Innovative and more sustainable vaccine strategies for Infectious Bursal Disease control in broilers

Infectious Bursal Disease (IBD), a highly contagious viral infection, poses a significant threat to poultry health and productivity. This thesis investigates innovative and sustainable strategies to control IBD, emphasizing advanced vaccination protocols and molecular virology tools to address challenges posed by viral evolution. The first section provides an overview of the Infectious Bursal Disease Virus (IBDV), focusing on its genomic structure, the roles of segments A and B in pathogenicity, and the immune responses triggered during infection.

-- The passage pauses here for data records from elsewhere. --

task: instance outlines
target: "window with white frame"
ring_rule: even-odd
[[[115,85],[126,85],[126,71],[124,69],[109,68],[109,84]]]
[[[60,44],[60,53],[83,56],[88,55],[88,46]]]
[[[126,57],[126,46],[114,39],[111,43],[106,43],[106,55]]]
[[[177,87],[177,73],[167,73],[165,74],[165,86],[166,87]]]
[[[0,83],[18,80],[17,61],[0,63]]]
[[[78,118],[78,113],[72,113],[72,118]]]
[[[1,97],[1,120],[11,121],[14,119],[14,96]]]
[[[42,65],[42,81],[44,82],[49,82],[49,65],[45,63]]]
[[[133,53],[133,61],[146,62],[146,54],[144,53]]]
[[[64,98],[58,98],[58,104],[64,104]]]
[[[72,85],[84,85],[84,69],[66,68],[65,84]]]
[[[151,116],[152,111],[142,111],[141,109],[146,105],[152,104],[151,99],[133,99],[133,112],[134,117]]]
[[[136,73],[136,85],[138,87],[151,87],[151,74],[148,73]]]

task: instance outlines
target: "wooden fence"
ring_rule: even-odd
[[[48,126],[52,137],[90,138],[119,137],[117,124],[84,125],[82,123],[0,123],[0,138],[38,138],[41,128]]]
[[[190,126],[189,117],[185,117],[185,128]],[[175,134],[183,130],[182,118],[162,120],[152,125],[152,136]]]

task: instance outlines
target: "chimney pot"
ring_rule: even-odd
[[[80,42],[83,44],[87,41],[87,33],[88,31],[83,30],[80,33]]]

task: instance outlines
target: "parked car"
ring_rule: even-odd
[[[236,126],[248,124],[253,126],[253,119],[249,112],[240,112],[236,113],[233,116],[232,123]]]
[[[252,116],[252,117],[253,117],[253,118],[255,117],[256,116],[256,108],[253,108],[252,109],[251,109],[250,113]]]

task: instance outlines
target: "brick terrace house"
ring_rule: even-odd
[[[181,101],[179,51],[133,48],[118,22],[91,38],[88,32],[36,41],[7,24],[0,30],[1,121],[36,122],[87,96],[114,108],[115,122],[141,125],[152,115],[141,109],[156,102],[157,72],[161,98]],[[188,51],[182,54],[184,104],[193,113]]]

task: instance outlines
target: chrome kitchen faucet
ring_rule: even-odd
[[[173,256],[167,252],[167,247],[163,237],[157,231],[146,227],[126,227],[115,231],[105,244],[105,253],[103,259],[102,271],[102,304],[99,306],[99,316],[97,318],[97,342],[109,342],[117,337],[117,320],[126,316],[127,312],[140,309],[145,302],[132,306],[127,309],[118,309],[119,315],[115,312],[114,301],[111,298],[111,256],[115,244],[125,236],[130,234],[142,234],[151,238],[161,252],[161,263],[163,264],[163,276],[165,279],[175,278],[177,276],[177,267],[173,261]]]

While humoral immunity is well-documented, the systematic review in the second section explores T-cell dynamics during IBDV infection, revealing their critical role in both acute and chronic phases. This review highlights the need for deeper insights into T-cell subtypes, such as regulatory and gamma-delta T-cells, to enhance prevention strategies. The third section evaluates the efficacy of subcutaneous day-of-hatch vaccination using live IBDV vaccines in commercial broilers with maternally derived antibodies. Three protocols were assessed: an intermediate vaccine strain, an intermediate-plus strain, and an immune-complex vaccine. Findings demonstrate that these vaccines effectively protect against very virulent IBDV, preventing bursal damage and clinical disease. Notably, the intermediate-plus vaccine showed superior efficacy by reducing viral replication in the bursa, potentially decreasing viral shedding and transmission in field conditions. These findings suggest that day-of-hatch vaccination is a feasible strategy for early protection, offering biosecurity and economic benefits. The fourth section applies reverse genetics to study a novel South Australian IBDV variant, SA S328, which has rapidly displaced earlier strains. This variant introduces an additional serine residue in the hypervariable region of the VP2 protein, hypothesized to enhance virulence. Cloning and characterizing the genomic segments of SA S328 revealed mutations potentially influencing replication and pathogenicity. This thesis integrates diverse approaches to address key challenges in IBD control, offering insights into improving vaccine strategies and managing evolving viral threats.